STAC Geoparquet
How to access terrabyte data via STAC Geoparquet and DuckDB
Besides the STAC API (https://stac.terrabyte.lrz.de/public/api) we have made an export of the STAC Items for each collection as Geoparquet files available. You can query those Geoparquet files with the in-memory database DuckDB. Without interacting with the terrabyte STAC API you can query and filter STAC items with your own computing resources.
Please note: The Geoparquet files are exported on a monthly basis from the STAC API database. Thus, you will not find recent data available. For those you need to use still the STAC API.

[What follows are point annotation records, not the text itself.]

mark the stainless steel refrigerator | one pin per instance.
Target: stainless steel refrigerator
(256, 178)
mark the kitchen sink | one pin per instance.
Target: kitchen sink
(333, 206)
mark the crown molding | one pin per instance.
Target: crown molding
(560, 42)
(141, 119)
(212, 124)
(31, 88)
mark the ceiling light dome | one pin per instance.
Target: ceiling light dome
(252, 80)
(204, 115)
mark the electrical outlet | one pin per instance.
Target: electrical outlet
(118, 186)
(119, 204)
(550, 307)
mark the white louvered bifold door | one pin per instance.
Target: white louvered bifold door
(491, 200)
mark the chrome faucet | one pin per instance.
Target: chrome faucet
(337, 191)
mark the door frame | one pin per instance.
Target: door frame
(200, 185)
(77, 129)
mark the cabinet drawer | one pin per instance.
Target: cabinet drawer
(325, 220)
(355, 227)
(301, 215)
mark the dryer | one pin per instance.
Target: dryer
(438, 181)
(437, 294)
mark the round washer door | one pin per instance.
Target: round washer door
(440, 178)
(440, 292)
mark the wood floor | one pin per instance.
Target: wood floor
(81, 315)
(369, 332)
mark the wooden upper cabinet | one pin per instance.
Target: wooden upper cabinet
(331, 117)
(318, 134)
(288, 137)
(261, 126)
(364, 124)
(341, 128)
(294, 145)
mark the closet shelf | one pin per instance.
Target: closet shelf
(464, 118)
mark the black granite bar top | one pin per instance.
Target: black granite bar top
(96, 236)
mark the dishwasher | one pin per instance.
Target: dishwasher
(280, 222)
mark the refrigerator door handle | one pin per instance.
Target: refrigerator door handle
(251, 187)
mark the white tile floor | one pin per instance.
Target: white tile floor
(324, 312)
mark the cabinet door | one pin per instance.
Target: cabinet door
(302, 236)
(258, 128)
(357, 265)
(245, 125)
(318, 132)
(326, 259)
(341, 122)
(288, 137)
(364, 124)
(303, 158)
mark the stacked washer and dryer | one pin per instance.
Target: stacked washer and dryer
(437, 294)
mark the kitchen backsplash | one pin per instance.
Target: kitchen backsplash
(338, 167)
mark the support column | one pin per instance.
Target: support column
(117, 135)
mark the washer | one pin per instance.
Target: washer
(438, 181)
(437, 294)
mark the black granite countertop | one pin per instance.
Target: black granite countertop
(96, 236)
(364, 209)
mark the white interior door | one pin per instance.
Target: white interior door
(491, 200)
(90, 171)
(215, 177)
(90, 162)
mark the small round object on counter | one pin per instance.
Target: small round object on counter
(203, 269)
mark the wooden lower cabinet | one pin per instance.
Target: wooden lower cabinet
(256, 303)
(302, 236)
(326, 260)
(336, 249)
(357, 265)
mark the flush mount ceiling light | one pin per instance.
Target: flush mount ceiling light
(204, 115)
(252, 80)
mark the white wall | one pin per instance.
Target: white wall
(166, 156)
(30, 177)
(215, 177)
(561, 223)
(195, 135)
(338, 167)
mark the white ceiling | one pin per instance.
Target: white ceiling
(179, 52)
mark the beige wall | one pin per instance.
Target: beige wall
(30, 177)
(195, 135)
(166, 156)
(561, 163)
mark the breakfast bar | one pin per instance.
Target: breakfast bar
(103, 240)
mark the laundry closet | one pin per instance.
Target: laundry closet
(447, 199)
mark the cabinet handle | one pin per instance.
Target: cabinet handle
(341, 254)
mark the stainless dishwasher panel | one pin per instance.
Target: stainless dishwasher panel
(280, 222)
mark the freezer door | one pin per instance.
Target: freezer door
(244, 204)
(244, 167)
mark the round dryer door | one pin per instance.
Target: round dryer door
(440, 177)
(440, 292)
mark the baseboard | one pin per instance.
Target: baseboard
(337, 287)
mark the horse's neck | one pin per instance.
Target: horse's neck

Available collections and their Geoparquet files
- Sentinel-1 GRD:
/dss/dsstbyfs03/pn56su/pn56su-dss-0022/Sentinel-1/GRD/geoparquet/*.parquet
- Sentinel-1 SLC:
/dss/dsstbyfs03/pn56su/pn56su-dss-0022/Sentinel-1/SLC/geoparquet/*.parquet
- Sentinel-2 L1C Collection 1:
/dss/dsstbyfs01/pn56su/pn56su-dss-0008/Sentinel-2-Col-1/L1C/geoparquet/*.parquet
- Sentinel-2 L2A Collection 1:
/dss/dsstbyfs01/pn56su/pn56su-dss-0008/Sentinel-2-Col-1/L2A/geoparquet/*.parquet
- Sentinel-3 OLCI L1 EFR:
/dss/dsstbyfs01/pn56su/pn56su-dss-0008/Sentinel-3/OLCI/OL_1_EFR___/geoparquet/*.parquet
- Landsat TM Collection 2 L2A:
/dss/dsstbyfs01/pn56su/pn56su-dss-0008/Landsat/collection-2/level-2/standard/tm/geoparquet/*.parquet
- Landsat ETM Collection 2 L2A:
/dss/dsstbyfs01/pn56su/pn56su-dss-0008/Landsat/collection-2/level-2/standard/etm/geoparquet/*.parquet
- Landsat OT Collection 2 L2A:
/dss/dsstbyfs01/pn56su/pn56su-dss-0008/Landsat/collection-2/level-2/standard/oli-tirs/geoparquet/*.parquet
Installation of DuckDB
DuckDB provides different options for installation:
- Command line via binary download:
wget https://github.com/duckdb/duckdb/releases/download/v1.0.0/duckdb_cli-linux-amd64.zip
- Command line via Micromamba:
micromamba install duckdb -c conda-forge
- Python via Micromamba:
micromamba install python-duckdb -c conda-forge
- Python via Pip:
pip install duckdb
Further documentation: https://duckdb.org/docs/installation/
Using DuckDB on the command line
- Run
duckdb
command
./duckdb
- Run query within terminal
SELECT
REPLACE(json_extract_string(assets::json, '$.folder.href'), 'file://', '')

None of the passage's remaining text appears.